No jurisdictional principle is more fundamental to the federal judiciary than the doctrine of standing. Before litigants may avail themselves of the tremendous power vested in the federal judiciary, plaintiffs must first establish that they are appropriately situated to assert a legal claim before a court. In analyzing whether a plaintiff possesses the requisite standing to maintain a legal challenge, the Supreme Court has stressed that a court’s analysis must be blind to the underlying dispute: “The fundamental aspect of standing is that it focuses on the party seeking to get his complaint before a federal court and not on the issues he wishes to have adjudicated.” Unfortunately, an examination of the Supreme Court’s application of standing doctrine suggests that the Court has peeked behind the veil to examine the underlying claims of litigants, applying standing doctrine in an inconsistent manner to legal challenges falling within a specific field of jurisprudence: abortion.

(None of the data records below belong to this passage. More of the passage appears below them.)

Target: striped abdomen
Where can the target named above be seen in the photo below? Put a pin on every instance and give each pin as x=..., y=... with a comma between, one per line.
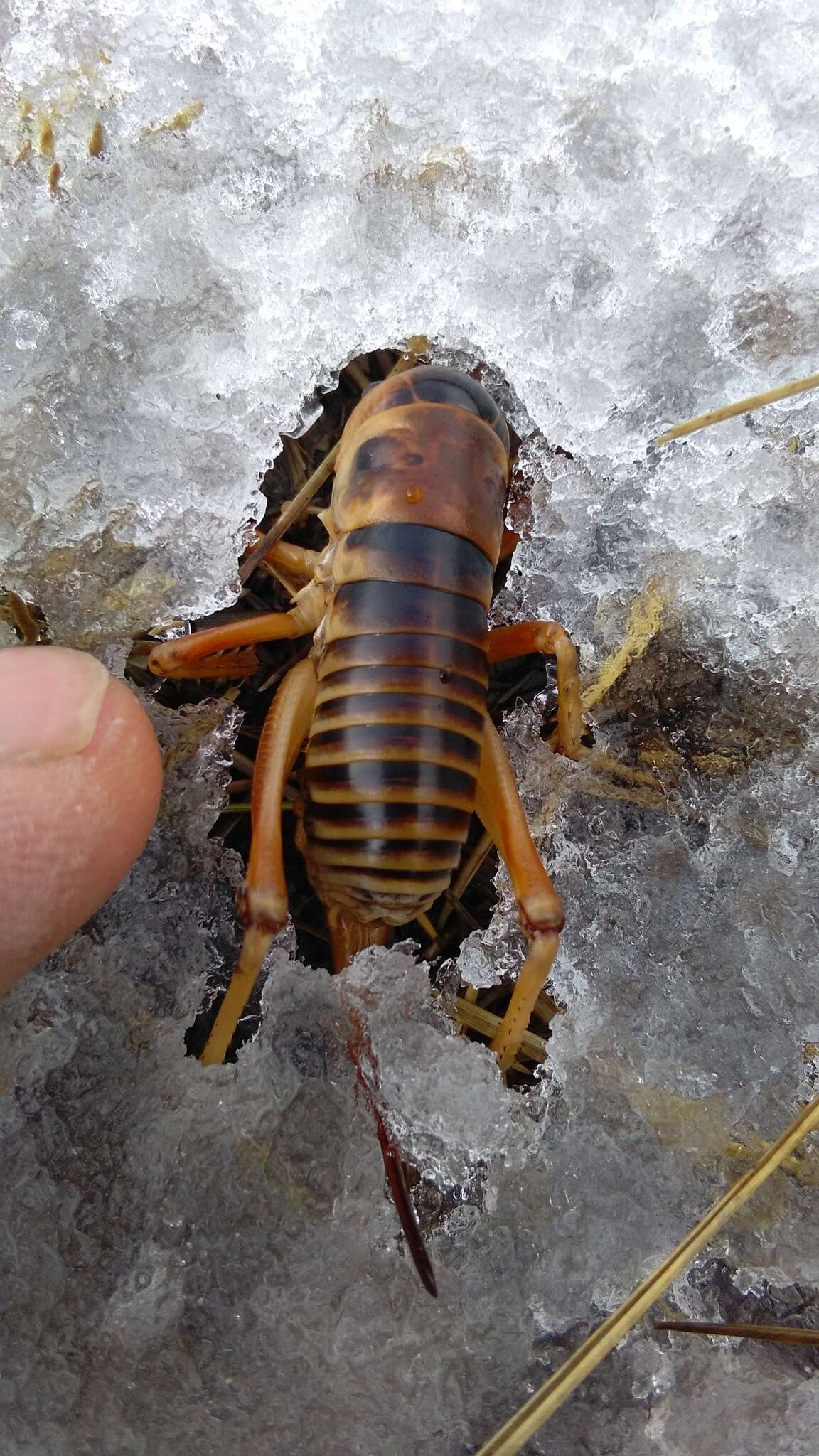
x=395, y=744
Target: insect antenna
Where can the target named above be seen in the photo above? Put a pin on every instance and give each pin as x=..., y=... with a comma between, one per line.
x=714, y=417
x=781, y=1334
x=360, y=1051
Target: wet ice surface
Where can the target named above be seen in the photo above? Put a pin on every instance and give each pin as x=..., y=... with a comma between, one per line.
x=619, y=213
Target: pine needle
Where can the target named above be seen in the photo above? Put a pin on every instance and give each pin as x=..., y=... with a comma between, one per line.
x=513, y=1436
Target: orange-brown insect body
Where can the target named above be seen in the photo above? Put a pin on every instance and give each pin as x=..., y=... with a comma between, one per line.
x=391, y=702
x=401, y=655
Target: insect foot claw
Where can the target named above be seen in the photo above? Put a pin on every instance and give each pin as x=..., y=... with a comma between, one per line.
x=254, y=950
x=506, y=1043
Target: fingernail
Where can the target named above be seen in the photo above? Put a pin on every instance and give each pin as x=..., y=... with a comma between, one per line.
x=50, y=702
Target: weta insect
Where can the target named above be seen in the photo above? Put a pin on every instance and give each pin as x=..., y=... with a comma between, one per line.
x=391, y=701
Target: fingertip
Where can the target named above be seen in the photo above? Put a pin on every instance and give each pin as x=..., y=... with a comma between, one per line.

This Note contends that the Supreme Court has misapplied foundational principles of standing to suits brought by plaintiffs challenging state abortion regulations, departing from black letter standing requirements. In particular, this Note explains how the judiciary’s continued practice of allowing abortion service providers and doctors to litigate the rights of nonlitigant, third-party women is at odds with the Supreme Court’s prudential prohibition on third-party standing.